With respect to camera tracking, ICP is a popular and well-studied algorithm for 3D shape alignment. In KinectFusion, ICP is instead leveraged to track the camera pose for each new depth frame, by estimating a single 6DOFb transform that closely aligns the current oriented points with those of the previous frame. This gives a relative 6DOF transform which can be incrementally applied together to give the single global camera pose Ti. The important first step of ICP is to find correspondences between the current oriented points at time i with the previous at i−1. In the system described in the present embodiments, a projective data association is used to find these correspondences. This part of the GPU-based algorithm is shown as pseudocode in Listing 1 below.
Given the previous global camera pose Ti−1, each GPU thread transforms a unique point vi−1 into camera coordinate space, and perspective projects it into image coordinates. It then uses this 2D point as a lookup into the current vertex (Vi) and normal maps (Ni), finding corresponding points along the ray (i.e. projected onto the same image coordinates). Finally, each GPU thread tests the compatibility of corresponding points to reject outliers, by first converting both into global coordinates, and then testing that the Euclidean distance and angle between them are within a threshold. Note that Ti is initialized with Ti−1 and is updated with an incremental transform calculated per iteration of ICP.
Given these set of corresponding oriented points, the output of each ICP iteration is a single transformation matrix T that minimizes the point-to-plane error metric, defined as the sum of squared distances between each point in the current frame and the tangent plane at its corresponding point in the previous frame:
arg min Sum(∥(Tvi(u)−vgi−1(u))·ngi−1(u)∥2)
A linear approximation is made to solve this system, by assuming only an incremental transformation occurs between frames. The linear system is computed and summed in parallel on the GPU using a tree reduction. The solution to this 6×6 linear system is then solved on the CPU using a Cholesky decomposition.
One of the key novel contributions of our GPU-based camera tracking implementation is that ICP is performed on all the measurements provided in each 640×480 Kinect depth map. There is no sparse sampling of points or need to explicitly extract features (although of course ICP does implicitly require depth features to converge). This type of dense tracking is only feasible due to our novel GPU implementation, and plays a central role in enabling segmentation and user interaction in KinectFusion, as described later.
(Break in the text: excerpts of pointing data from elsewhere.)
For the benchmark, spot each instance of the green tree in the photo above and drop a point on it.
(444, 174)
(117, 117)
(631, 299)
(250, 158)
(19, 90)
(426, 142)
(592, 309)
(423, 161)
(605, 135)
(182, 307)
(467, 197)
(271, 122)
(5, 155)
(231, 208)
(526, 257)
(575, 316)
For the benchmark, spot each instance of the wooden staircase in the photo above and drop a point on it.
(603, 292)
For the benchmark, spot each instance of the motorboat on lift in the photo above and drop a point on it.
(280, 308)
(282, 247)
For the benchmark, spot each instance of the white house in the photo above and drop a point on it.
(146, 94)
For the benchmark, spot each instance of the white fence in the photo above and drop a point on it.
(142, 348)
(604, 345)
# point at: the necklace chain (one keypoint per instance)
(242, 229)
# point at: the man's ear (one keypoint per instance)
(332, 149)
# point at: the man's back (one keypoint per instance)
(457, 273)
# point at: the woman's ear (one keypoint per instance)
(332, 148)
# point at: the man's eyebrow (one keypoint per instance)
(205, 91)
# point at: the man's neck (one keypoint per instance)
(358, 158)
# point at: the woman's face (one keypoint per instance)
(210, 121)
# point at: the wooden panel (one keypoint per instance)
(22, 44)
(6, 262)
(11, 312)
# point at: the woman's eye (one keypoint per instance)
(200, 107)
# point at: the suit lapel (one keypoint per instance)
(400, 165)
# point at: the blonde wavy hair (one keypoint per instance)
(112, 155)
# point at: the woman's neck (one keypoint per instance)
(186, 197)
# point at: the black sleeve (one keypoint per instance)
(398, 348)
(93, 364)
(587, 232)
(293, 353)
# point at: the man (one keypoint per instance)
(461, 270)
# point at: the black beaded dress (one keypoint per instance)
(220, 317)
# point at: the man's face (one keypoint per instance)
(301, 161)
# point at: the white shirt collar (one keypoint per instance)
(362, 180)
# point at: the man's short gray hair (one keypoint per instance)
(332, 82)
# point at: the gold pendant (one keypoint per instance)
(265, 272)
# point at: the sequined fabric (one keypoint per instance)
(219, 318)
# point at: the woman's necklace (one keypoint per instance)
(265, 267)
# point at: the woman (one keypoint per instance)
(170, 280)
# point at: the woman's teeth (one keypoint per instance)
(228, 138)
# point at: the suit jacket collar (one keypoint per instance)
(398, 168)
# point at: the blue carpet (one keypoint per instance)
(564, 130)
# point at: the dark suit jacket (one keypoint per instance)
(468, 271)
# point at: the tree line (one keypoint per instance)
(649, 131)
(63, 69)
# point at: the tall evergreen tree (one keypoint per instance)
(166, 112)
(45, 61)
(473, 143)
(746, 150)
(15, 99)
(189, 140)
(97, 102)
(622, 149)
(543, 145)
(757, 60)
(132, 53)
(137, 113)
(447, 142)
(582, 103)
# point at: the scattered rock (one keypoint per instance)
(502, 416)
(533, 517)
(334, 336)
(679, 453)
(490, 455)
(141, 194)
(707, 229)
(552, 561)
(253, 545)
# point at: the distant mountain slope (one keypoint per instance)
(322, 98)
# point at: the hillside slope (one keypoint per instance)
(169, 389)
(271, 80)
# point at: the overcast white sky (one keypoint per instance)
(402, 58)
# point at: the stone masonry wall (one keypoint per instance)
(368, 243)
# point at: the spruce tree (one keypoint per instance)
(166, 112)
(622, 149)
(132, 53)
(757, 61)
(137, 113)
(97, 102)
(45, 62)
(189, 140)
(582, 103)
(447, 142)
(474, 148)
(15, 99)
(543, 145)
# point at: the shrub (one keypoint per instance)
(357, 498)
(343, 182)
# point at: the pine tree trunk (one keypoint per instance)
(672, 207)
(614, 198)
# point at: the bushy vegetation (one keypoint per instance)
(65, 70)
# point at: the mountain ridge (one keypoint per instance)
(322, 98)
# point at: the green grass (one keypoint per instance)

With respect to a volumetric representation, by predicting the global pose of the camera using ICP, any depth measurement can be converted from image coordinates into a single consistent global coordinate space. This data is integrated using a volumetric representation. A 3D volume of fixed resolution is predefined, which maps to specific dimensions of a 3D physical space. This volume is subdivided uniformly into a 3D grid of voxels. Global 3D vertices are integrated into voxels using a variant of signed distance functions (SDFs), specifying a relative distance to the actual surface. These values are positive in-front of the surface, negative behind, with the surface interface defined by the zero-crossing where the values change sign. In practice, only a truncated region is stored around the actual surface—referred to as truncated signed.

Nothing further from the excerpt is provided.